Dans ce récit, Anna Dubosc revient sur la mort de sa mère pour donner corps à sa disparition. Comme dans ses textes précédents, il en va de l'écriture face à l'existence en tant qu'expérience organique, tentative d'amplification du temps et de l'espace.
« Ce que nous perdons le temps ne le refait pas, l’éternité le garde pour la gloire et aussi pour le feu ». Jorge Luis Borges. L’Aleph».
« Dans la vie, en dehors de la vie, je déferai ma valise, j’achèterai un petit réchaud ».
« Plus vivant que la vie », la force inégalée d’un récit qui est l’intégrité même. Lumineux, poignant, d’une sincérité totale, ce livre est irradiant, douloureux.

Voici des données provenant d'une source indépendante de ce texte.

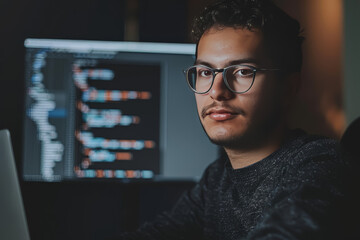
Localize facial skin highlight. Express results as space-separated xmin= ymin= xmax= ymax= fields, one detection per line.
xmin=195 ymin=26 xmax=290 ymax=166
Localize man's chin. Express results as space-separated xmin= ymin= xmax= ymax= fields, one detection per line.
xmin=203 ymin=126 xmax=246 ymax=149
xmin=200 ymin=122 xmax=260 ymax=149
xmin=208 ymin=135 xmax=244 ymax=149
xmin=207 ymin=132 xmax=264 ymax=150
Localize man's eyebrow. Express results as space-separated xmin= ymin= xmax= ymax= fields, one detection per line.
xmin=193 ymin=60 xmax=215 ymax=68
xmin=194 ymin=58 xmax=260 ymax=68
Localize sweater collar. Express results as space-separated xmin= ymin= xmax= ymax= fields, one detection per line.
xmin=224 ymin=129 xmax=307 ymax=184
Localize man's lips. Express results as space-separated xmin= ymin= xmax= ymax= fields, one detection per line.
xmin=208 ymin=111 xmax=236 ymax=121
xmin=206 ymin=108 xmax=237 ymax=121
xmin=201 ymin=103 xmax=245 ymax=121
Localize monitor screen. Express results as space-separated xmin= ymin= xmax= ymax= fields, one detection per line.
xmin=22 ymin=39 xmax=218 ymax=181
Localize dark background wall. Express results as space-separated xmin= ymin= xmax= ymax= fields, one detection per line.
xmin=21 ymin=180 xmax=195 ymax=240
xmin=0 ymin=0 xmax=349 ymax=239
xmin=344 ymin=0 xmax=360 ymax=124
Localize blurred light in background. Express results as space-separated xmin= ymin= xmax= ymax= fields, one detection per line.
xmin=275 ymin=0 xmax=344 ymax=139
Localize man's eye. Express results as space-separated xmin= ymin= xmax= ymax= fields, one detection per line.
xmin=235 ymin=67 xmax=253 ymax=77
xmin=198 ymin=69 xmax=212 ymax=77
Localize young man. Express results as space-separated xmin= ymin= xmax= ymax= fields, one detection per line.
xmin=119 ymin=0 xmax=349 ymax=239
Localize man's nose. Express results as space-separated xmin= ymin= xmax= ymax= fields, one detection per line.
xmin=209 ymin=73 xmax=235 ymax=101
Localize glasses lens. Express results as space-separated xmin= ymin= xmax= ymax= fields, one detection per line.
xmin=187 ymin=66 xmax=213 ymax=93
xmin=225 ymin=65 xmax=255 ymax=93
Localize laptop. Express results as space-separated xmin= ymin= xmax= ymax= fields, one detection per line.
xmin=0 ymin=129 xmax=31 ymax=240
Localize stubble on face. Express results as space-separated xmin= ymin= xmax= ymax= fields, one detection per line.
xmin=199 ymin=95 xmax=284 ymax=151
xmin=199 ymin=103 xmax=276 ymax=150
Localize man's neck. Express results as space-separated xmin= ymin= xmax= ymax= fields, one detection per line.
xmin=225 ymin=126 xmax=288 ymax=169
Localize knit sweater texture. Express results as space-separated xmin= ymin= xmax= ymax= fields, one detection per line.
xmin=119 ymin=129 xmax=349 ymax=240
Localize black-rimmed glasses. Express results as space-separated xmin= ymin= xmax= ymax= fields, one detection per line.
xmin=183 ymin=64 xmax=280 ymax=94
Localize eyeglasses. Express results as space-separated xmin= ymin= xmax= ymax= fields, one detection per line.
xmin=183 ymin=64 xmax=280 ymax=94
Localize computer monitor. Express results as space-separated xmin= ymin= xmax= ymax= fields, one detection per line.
xmin=22 ymin=39 xmax=217 ymax=181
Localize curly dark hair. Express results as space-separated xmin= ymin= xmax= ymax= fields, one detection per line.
xmin=191 ymin=0 xmax=304 ymax=73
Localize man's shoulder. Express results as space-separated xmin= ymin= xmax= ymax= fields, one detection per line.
xmin=278 ymin=129 xmax=346 ymax=181
xmin=283 ymin=129 xmax=342 ymax=162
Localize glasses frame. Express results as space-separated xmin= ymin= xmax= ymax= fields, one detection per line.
xmin=183 ymin=64 xmax=281 ymax=94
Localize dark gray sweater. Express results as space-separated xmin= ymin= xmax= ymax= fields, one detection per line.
xmin=120 ymin=130 xmax=350 ymax=239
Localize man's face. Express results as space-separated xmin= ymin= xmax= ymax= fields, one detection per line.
xmin=195 ymin=27 xmax=284 ymax=149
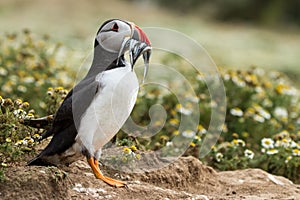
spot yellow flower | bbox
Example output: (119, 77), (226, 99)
(123, 147), (131, 154)
(27, 138), (34, 145)
(175, 104), (182, 110)
(160, 135), (169, 141)
(135, 154), (141, 160)
(26, 113), (34, 119)
(21, 102), (30, 109)
(263, 81), (272, 88)
(172, 130), (179, 135)
(275, 83), (291, 95)
(245, 107), (255, 116)
(55, 87), (64, 92)
(211, 145), (217, 151)
(245, 74), (258, 85)
(6, 138), (12, 143)
(169, 118), (179, 126)
(15, 140), (23, 146)
(197, 125), (207, 134)
(14, 99), (23, 106)
(285, 156), (292, 164)
(231, 139), (245, 147)
(194, 135), (201, 141)
(190, 142), (196, 147)
(130, 145), (137, 152)
(170, 109), (177, 116)
(292, 149), (300, 156)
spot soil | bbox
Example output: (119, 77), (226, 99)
(0, 152), (299, 200)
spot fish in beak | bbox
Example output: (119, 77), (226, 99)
(117, 23), (152, 83)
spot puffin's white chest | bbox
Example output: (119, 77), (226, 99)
(76, 65), (138, 155)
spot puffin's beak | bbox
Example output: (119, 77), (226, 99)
(116, 23), (151, 81)
(130, 24), (151, 82)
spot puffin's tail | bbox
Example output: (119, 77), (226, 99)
(22, 115), (54, 129)
(27, 155), (53, 166)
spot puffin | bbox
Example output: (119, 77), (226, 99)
(28, 19), (151, 187)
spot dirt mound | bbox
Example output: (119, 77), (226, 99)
(0, 156), (299, 200)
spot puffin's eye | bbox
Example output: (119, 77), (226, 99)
(111, 23), (119, 32)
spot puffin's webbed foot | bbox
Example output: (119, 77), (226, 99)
(87, 157), (127, 187)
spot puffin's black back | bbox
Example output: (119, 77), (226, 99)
(27, 90), (77, 166)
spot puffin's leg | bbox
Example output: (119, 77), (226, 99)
(87, 157), (126, 187)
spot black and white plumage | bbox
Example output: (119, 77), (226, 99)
(28, 19), (151, 187)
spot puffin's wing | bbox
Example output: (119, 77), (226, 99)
(39, 89), (74, 140)
(28, 80), (101, 165)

Un parchemin dédié à Koumiko, la Mère, sa mère. Une femme libre à l’instar de Diogène. Artiste, créatrice, sublime « forcément sublime », dont Chris Marker en 1965 a fait un film documentaire.
Anna Dubosc est sous le choc. Elle écrit comme une pluie d’étoiles. « Les gens me félicitent pour mon hommage, comme au cours d’une rencontre en librairie. Ça me fait plaisir. J’y repense toute la journée, je me repasse mon discours dans ma tête ».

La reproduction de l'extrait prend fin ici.